良い映画を褒める会since2005

他ブログで映画記事や音楽記事も書いておりました。評価基準は演出20点演技20点脚本20点音楽10点環境10点印象20点の合計100点です。

『閉ざされた森』(2003)パルプ・フィクションズの共演したサスペンスもどき。ネタバレあり。
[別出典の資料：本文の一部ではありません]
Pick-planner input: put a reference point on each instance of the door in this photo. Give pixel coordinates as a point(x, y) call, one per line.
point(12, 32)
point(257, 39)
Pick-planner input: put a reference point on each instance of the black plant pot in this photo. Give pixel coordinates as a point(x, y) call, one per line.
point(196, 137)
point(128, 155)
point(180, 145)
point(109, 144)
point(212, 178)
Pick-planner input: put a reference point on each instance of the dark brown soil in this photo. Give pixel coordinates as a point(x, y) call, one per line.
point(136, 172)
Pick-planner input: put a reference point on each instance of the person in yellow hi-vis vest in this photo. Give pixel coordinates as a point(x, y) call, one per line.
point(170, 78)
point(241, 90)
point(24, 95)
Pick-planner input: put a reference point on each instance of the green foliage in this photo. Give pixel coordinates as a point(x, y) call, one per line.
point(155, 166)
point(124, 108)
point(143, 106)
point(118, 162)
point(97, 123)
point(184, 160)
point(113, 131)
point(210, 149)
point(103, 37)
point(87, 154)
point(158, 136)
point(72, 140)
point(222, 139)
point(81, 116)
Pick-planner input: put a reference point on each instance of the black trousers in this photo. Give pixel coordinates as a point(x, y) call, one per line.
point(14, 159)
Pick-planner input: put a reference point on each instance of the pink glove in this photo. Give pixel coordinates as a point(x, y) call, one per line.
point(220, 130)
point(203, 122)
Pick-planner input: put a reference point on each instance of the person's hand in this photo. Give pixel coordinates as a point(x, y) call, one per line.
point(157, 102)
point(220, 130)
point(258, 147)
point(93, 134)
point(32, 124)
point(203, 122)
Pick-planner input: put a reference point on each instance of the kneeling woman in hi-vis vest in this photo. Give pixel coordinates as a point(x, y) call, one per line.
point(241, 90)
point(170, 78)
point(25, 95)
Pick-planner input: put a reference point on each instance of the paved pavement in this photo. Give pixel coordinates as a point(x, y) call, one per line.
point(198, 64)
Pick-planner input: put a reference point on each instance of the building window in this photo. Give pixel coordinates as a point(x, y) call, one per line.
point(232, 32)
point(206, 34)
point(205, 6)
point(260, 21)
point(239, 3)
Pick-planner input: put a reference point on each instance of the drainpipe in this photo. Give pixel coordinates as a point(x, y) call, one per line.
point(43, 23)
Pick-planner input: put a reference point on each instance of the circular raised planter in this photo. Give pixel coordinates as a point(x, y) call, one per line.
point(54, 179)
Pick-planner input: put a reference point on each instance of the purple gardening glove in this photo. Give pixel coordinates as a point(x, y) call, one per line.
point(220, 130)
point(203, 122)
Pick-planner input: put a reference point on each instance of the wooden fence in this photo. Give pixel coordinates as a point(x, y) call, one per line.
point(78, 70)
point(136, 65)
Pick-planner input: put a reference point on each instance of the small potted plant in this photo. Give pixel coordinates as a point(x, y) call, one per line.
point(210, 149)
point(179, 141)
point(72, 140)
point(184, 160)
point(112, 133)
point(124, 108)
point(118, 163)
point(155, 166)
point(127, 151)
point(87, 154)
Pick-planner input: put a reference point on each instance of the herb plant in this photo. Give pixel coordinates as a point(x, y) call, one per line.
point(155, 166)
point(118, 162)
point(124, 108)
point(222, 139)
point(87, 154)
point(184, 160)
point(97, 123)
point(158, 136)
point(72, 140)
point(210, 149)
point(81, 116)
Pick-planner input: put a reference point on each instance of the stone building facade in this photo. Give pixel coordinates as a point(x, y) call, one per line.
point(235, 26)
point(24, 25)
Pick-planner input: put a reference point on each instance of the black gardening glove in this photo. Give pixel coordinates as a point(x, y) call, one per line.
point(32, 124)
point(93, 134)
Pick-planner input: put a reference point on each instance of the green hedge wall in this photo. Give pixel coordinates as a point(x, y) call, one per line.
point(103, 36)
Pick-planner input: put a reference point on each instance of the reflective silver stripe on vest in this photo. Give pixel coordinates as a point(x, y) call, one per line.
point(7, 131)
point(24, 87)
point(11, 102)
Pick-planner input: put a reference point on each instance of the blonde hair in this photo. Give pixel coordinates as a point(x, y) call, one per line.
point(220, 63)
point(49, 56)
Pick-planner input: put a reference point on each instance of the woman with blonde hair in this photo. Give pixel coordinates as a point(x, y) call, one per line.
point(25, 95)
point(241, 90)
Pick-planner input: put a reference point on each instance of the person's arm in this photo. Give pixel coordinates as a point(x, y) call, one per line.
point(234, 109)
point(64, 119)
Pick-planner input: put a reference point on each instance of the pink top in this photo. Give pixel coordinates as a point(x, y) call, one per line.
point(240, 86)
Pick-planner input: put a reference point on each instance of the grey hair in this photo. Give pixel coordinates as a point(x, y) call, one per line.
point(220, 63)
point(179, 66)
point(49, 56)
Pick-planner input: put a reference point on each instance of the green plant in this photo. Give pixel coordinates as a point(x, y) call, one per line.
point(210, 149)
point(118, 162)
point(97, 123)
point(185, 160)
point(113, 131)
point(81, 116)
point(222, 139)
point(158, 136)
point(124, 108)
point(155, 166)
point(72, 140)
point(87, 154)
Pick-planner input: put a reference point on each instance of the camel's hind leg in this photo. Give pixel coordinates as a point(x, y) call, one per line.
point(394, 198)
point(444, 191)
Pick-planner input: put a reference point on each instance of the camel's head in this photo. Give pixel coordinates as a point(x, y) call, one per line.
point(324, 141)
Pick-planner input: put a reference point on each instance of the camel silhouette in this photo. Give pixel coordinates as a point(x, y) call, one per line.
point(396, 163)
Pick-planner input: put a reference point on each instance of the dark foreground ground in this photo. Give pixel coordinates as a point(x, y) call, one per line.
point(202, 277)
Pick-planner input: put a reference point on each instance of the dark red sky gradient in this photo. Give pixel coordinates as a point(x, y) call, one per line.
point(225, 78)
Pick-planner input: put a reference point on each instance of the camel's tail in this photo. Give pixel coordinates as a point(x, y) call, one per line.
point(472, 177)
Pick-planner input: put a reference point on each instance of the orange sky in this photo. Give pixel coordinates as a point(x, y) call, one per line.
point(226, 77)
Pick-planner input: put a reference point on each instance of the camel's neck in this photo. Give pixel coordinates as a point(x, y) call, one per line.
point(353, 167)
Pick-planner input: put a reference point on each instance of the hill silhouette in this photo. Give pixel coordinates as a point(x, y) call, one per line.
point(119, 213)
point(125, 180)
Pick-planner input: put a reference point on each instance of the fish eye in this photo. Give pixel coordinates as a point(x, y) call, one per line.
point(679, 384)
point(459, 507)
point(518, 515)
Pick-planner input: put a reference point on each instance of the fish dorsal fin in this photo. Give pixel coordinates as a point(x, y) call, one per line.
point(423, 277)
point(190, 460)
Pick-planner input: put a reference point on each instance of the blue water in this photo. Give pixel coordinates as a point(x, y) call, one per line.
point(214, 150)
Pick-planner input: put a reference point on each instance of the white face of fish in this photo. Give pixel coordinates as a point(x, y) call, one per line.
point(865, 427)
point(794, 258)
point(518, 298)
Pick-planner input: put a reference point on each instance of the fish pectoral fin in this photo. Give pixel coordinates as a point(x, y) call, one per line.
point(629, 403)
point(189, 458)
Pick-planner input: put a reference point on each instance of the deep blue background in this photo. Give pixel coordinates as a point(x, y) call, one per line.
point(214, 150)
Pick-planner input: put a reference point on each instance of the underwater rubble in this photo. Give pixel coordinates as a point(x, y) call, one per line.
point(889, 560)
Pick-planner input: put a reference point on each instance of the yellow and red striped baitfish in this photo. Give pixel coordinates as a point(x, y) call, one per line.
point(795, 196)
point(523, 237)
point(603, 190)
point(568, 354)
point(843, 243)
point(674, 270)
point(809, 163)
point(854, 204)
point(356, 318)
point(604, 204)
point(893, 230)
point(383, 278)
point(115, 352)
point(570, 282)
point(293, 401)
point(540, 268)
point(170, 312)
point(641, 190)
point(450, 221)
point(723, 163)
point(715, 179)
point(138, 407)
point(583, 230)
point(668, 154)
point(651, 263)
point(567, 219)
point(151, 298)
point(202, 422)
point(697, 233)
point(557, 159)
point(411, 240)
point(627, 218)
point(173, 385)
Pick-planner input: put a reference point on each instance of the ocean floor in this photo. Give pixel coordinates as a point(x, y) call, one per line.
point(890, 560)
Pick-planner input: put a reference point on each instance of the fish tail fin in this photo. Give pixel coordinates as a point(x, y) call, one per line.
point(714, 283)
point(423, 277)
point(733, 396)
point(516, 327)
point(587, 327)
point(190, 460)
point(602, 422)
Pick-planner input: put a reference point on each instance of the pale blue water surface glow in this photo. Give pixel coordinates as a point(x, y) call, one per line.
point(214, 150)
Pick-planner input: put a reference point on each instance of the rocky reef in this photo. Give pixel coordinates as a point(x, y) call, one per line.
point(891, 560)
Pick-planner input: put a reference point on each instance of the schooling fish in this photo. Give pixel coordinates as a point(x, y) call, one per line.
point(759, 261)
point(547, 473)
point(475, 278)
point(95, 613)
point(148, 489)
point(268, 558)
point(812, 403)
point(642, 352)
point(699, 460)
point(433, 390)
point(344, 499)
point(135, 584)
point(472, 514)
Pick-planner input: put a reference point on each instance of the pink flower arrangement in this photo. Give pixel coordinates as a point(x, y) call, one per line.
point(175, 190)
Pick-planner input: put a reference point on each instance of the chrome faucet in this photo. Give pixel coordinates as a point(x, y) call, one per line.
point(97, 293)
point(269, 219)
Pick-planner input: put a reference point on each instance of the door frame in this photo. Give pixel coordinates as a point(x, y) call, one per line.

 ジョン・マクティアナン監督の作品を見るのは『プレデター』以来でした。それも、そうとは知らずに何気なく見ていて、どうもジャングル映像のテイストが、『プレデター』に似ていると思い、調べてみて初めて気づいた程度のものでした。何一つ情報を持たずに、ただ出演者の顔ぶれだけで見た作品です。

 

  前半は、まるで黒澤明監督の『羅生門』的なストーリー展開を見せ、しかも「雨」の描写もそっくりでしたので、どこで太陽が出てくるのかなあと期待しましたが、結局は出てきませんでした。後半は言葉尻を捕まえて「ああでもない。こうでもない。」をひたすら続けていく作品に変わりました。

 

 ハリウッドで流行っている、オマージュという名のパクリが堂々と行われています。知的所有権をやかましく、他国に押し付けるくせに、自分の国はやりたい放題。映画界でも軍事面でもやっていることは同じ臭いがします。傲慢なのです。

 

 しかもリズムがいいのは、パクりにパクった前半だけであり、後半はかなり無理のあるもって行き方で、特にラストでは、ずっこけそうになりました。また「8」の意味が、あまり本筋とは関係がなく、脚本及び演出の掘り下げ方が浅すぎたのではないか。所詮彼は、期待されないで撮ったB級SF作品だけの監督でしかないのだろうか。

 

 トラボルタ・ジャクソン組という「パルプ・フィクションズ」に、一人で果敢に挑んでいくコニー・ニールセンの演技がかなり素晴らしく、フィクションズのちんたらした演技を食っています。特にトラボルタの「オレ、また金出来たから、別にもう出なくてもいいんだもんね。」というのが画面から伝わってきます。映画全体に占める人件費の半分近くを二人で取っていると思われるのですが、存在感はコニー・ニールセンの方が大きかった印象が残る、という体たらくでした。

 

 『プレデター』でも明らかなように、この監督の「ジャングル・シーン」の美しさはとても印象に残りますが、あまりにも繰り返されるどんでん返しにつぐ、どんでん返しがうっとうしくなってきます。特に最後の十分間は全く必要なく、あのまま「そおっと」終わってくれれば、まだ後味が良かったのが悔やまれるラストシーンです。

 

 ただ安全?だが薄暗く、活気のない基地内部の映像と、危険だが生命力に満ち溢れていて雷鳴轟くジャングルの映像との対比が良く、「陰湿」な文明と「生命力」の野性がはっきり分けられていました。主役はあくまでもトラボルタなのでしょうが、主観ショットによる謎解きは明らかにコニーに任されています。

 

 ジャングル・シーンでの嵐の音が素晴らしく緊迫感がよく伝わってきます。また繰り返される銃撃戦も、各個人で音の出方が微妙に変わるのが良かった点です。拳銃から始まる回想もあれば、マシンガンから始まる回想もあり。

 

 薄暗い基地の内部の映像では、全ての動きが緩慢であり、野外では全てが刻一刻と変わってくる。一般的に自然では危険が多く、文明ではそれが少ないように思われているが、この作品では野外よりも本来安全であるはずの室内で、しかも軍の基地の中で死亡する人間の数のほうが多い。なんという皮肉だろうか。

 

 『羅生門』へのオマージュにしては最後のつくりが雑すぎる。ただ作品としてのレベルは低くはない。オープニングでぐっと引き込まれたのに、後へいくほど雑になり、ラストで「ずっこける」というまさに「竜頭蛇尾」の作品。ラストさえなければいい作品だっただけに残念でした。